I dreamed, and 't was a lovely, blessed dream,
That I again my native hills had found,
The mossy rocks, the valley, and the stream
That used to hold me captive to its sound.
I was a child again—I roamed anew
About my early haunts, and saw the whole
That fades, with waking memory, from the view
Of this mysterious thing we call the soul
A very child, again beside the brook,
I made my puny hand a cup to dip
Among the sparkling waters, where I took
Its hollow full and brought it to my lip.
And oh! that cooling draught I still can taste,
And feel it in the spirit and the flesh.
'T is like a fount, that in the desert waste
Leaps out, the weary pilgrim to refresh.
The spice of other days was borne along,
From shrub and forest, on the balmy breeze;
I heard my warbling wild bird's tender song
Come sweet and thrilling through the rustling trees.
All was restored, as in the sunny day
When I believed my little, rural ground
The centre of the world, whose limits lay
Just where the bright horizon hemmed it round.
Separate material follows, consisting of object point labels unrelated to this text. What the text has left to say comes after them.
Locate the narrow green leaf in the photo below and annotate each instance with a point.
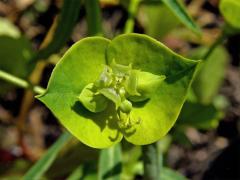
(94, 20)
(38, 170)
(66, 22)
(230, 9)
(182, 14)
(110, 163)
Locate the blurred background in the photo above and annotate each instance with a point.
(34, 34)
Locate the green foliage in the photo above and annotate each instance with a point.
(199, 116)
(38, 170)
(110, 163)
(180, 11)
(8, 29)
(83, 64)
(230, 9)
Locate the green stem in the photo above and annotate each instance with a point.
(20, 82)
(217, 42)
(94, 21)
(151, 162)
(132, 10)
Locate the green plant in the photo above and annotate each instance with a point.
(132, 86)
(119, 99)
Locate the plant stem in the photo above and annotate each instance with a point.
(132, 10)
(20, 82)
(94, 21)
(151, 162)
(217, 42)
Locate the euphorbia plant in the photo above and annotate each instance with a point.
(132, 86)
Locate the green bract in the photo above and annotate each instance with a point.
(132, 86)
And she, who was my sister then, but now,
What she may be, the pure immortals know,
Who, round the throne of the Eternal bow,
And bathe in glory veiled from all below.
But she was there, who, with her riper years,
Once walked, the guardian of my infant feet;
Drew from my hand the thorn, wiped off my tears,
And brought fresh flowers to deck our grassy seat.
I saw her cheek with life's warm current flushed;
Clung to the fingers that used to hold;
Heard the loved voice that is for ever hushed;
And felt the form that long ago was cold.
All I have been and known, in all the years
Since I was sporting in that cherished spot,
My hopes, my joys, my wishes and my tears,
As only dreamings, were alike forgot.
'T was this that made my dream so blest and bright,
And me the careless thing that I was then.
Yet, Time, I would not now reverse thy flight,
And risk the running of my race again.
The fairest joys that struck their roots in earth
I would not rear again, to bloom and fade!
I've had them once, in their ideal worth;
Their height I've measured, and their substance weighed.
Nor those, who sleep in peace, would I awake
To have their hearts with time's delusions filled;
The seal, that God has set, I would not break;
Nor call the voice to lips that he has stilled.
And yet I love my dream—'t was very sweet
To be among my native hills again;
Where my light heart was borne by infant feet,
The careless, blissful creature I was then!
Whene'er I think of it, the warm tears roll,
Uncalled, and unforbidden, down my cheek;
But not for joy, or sorrow. O my soul,
Thy nature, power, or purpose, who can speak?